А матери всех тех, кто раньше их терял,

Не хуже, чем моя, хоть их спокойны лица.

Снег горести на них, тот снег, что нынче стал

На голову мою уверенно ложиться.

О, руки матерей! С сегодняшнего дня

Я понял до конца, я знаю вашу силу.

О, все, кто матерей лишился до меня!

Я стал таким, как вы, и буду до могилы.

О, все, кто матерей лишился! Я сейчас

Всю вашу боль постиг. Отныне вашим стану.

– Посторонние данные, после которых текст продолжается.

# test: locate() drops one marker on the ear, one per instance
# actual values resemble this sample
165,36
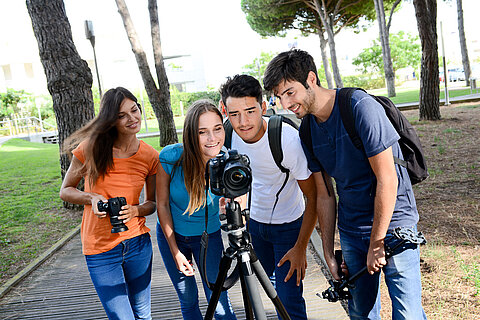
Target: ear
264,108
311,79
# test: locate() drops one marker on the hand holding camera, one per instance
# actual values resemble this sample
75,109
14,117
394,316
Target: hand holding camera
113,207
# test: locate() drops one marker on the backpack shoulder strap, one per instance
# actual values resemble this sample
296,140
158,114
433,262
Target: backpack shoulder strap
275,140
346,113
228,134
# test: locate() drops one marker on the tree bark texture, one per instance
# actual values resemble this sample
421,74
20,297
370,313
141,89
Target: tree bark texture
326,64
327,24
160,100
69,79
426,14
384,40
463,43
166,116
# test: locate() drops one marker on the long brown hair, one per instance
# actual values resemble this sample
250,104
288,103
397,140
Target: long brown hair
191,159
100,135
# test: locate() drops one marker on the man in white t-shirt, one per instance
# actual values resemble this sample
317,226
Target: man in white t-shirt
280,232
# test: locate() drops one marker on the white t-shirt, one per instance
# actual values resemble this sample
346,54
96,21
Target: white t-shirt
268,179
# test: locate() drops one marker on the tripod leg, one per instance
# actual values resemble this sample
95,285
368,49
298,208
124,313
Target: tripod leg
267,286
225,264
247,304
251,286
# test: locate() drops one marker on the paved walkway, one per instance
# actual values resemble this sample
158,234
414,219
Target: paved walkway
61,289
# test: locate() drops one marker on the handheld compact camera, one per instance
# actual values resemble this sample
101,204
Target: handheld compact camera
230,174
113,208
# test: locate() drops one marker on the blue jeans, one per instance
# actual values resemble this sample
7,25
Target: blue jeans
271,242
122,277
402,276
186,286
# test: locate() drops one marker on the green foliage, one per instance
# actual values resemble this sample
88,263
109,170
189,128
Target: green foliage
405,51
257,68
365,81
274,18
187,98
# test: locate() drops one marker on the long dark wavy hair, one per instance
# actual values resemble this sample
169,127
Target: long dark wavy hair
100,135
191,159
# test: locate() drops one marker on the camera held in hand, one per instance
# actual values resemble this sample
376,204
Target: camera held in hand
230,174
113,208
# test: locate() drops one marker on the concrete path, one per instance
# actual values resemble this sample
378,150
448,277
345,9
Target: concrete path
61,289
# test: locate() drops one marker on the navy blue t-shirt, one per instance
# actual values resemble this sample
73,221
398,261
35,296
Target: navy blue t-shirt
354,178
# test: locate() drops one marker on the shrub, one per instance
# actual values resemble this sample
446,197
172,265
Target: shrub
365,81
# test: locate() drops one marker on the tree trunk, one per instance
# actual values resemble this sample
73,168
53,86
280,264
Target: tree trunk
463,43
163,111
327,24
69,79
326,64
384,40
166,114
426,14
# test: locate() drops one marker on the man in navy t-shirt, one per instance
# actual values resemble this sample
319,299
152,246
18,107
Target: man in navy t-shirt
375,195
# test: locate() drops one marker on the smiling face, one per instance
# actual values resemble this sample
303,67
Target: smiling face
129,118
211,135
296,98
245,115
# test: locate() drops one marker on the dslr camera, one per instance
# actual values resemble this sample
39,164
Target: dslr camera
113,208
230,174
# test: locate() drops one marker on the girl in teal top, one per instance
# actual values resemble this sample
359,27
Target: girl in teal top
181,208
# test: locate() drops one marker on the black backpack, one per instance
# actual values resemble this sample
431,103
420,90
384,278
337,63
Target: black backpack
414,159
274,140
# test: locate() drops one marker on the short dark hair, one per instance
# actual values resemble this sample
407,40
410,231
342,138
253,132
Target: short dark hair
241,85
293,65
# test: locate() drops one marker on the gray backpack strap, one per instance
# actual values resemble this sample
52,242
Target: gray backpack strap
227,126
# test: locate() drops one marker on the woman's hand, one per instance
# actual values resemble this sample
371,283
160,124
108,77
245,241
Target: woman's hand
183,264
94,199
128,212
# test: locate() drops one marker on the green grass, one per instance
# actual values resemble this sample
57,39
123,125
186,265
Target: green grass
412,95
29,179
31,214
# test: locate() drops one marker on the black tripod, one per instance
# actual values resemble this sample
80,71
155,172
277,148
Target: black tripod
246,269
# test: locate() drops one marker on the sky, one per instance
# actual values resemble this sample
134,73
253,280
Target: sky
214,29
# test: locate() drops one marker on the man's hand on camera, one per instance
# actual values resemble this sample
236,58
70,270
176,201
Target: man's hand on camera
95,198
298,263
128,212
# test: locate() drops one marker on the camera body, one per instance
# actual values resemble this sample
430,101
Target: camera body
113,208
230,174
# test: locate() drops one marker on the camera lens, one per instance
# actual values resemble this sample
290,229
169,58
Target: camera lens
236,178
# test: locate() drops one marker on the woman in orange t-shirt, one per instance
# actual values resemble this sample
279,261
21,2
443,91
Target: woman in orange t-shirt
115,164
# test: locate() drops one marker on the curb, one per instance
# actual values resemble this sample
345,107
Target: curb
37,262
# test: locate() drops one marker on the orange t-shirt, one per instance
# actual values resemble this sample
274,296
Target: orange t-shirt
126,179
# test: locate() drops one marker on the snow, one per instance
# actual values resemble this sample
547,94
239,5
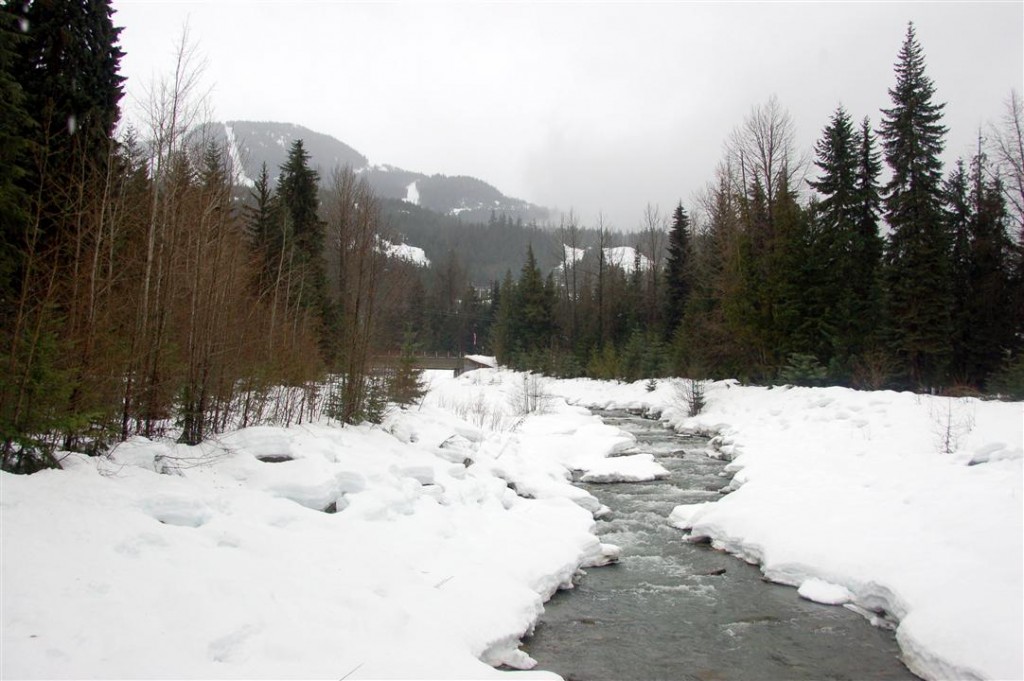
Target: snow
426,547
413,254
573,254
625,257
232,152
820,591
911,504
632,468
413,194
211,561
485,359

Да, матери за жизнь нас ранят только раз,

Теперь и у меня в душе такая рана.

Все горы одолев, взвидя на перевал.

Являлся я к тебе. Ты сразу разводила

Огонь. И грелся я. И холод забывал.

Хотя луна в окно еще сквозь снег светила.

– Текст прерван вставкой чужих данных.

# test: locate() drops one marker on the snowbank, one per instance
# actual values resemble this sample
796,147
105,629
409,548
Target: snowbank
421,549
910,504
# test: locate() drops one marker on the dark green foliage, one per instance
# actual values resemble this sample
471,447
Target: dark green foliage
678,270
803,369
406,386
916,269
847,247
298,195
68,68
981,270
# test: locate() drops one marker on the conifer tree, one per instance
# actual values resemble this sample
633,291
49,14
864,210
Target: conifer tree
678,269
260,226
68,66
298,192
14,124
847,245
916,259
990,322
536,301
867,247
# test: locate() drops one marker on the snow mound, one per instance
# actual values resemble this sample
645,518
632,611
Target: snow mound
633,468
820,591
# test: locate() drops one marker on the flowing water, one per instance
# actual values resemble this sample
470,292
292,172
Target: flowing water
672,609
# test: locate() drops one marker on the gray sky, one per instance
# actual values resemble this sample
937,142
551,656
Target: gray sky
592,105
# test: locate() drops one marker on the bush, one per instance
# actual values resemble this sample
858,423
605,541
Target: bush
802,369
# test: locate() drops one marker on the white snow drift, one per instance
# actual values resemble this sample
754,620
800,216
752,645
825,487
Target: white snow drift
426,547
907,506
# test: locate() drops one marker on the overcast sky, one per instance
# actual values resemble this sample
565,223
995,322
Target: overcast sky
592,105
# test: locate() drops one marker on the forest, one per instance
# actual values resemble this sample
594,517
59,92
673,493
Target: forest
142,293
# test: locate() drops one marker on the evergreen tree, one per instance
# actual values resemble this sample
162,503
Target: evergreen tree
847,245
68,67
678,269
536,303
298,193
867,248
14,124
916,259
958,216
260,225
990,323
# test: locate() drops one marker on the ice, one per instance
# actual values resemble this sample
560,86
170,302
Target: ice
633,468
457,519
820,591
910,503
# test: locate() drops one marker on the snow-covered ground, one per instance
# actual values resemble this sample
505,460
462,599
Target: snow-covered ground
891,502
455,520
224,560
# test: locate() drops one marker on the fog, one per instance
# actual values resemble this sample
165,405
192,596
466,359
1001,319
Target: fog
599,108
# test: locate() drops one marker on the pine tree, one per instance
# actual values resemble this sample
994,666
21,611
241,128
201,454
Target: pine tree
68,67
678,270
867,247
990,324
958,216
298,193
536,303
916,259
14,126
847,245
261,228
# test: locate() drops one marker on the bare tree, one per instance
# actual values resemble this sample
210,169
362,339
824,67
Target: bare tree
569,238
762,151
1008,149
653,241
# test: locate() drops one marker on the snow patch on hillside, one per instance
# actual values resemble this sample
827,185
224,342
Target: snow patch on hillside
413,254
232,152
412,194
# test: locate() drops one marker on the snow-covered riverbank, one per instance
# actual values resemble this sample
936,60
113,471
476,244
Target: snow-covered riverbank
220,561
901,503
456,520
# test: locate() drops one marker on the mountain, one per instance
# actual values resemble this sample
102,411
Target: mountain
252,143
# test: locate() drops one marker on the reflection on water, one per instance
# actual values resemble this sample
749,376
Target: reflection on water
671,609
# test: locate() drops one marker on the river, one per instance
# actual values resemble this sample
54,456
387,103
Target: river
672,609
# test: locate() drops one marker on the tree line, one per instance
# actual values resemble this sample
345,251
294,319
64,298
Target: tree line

Но разделили нас такие горы льда,

Что их не одолеть, хоть век стремись упрямо.

И не приду к тебе я больше никогда.

Я не смогу к тебе прийти. Ты слышишь, мама!

Теперь я лишь во сне услышу голос твой.

Он очень далеко, совсем заглохли звуки.

И только лишь во сне увижусь я с тобой,

Увижу лишь во сне твои глаза и руки.

Руками лишь добро всю жизнь творила ты.

Глаза! — что может быть тех глаз теплей и ближе

Поток жестокий снес меж нами все мосты.

Я, мама, лишь во сне теперь тебя увижу.

Росли мы без отца. Последнее всегда

Ты отдавала нам. Сама недоедала.

Но все жив черный день душой была чиста,

И копоть горьких бед в тебе не оседала.

И ты не за себя страдала в горький час

Изгнанья — за меня тревожилась все время.

Когда болел, всю ночь ты не смыкала глаз.

Была ко всем добра, как у себя в Чегеме.

В изгнании, устав, к тебе я приходил

И головой к груди, как в детстве, прижимался.

И исчезало все, чем я измучен был,

И сам себе опять я мальчиком казался.

Казалось — вижу вновь любимой речки бег

И вообще вокруг земля родная наша,

Где медленно, как встарь, идет чегемский снег,

Где выйдешь — и в лицо дохнут ветра Кёк-Таша.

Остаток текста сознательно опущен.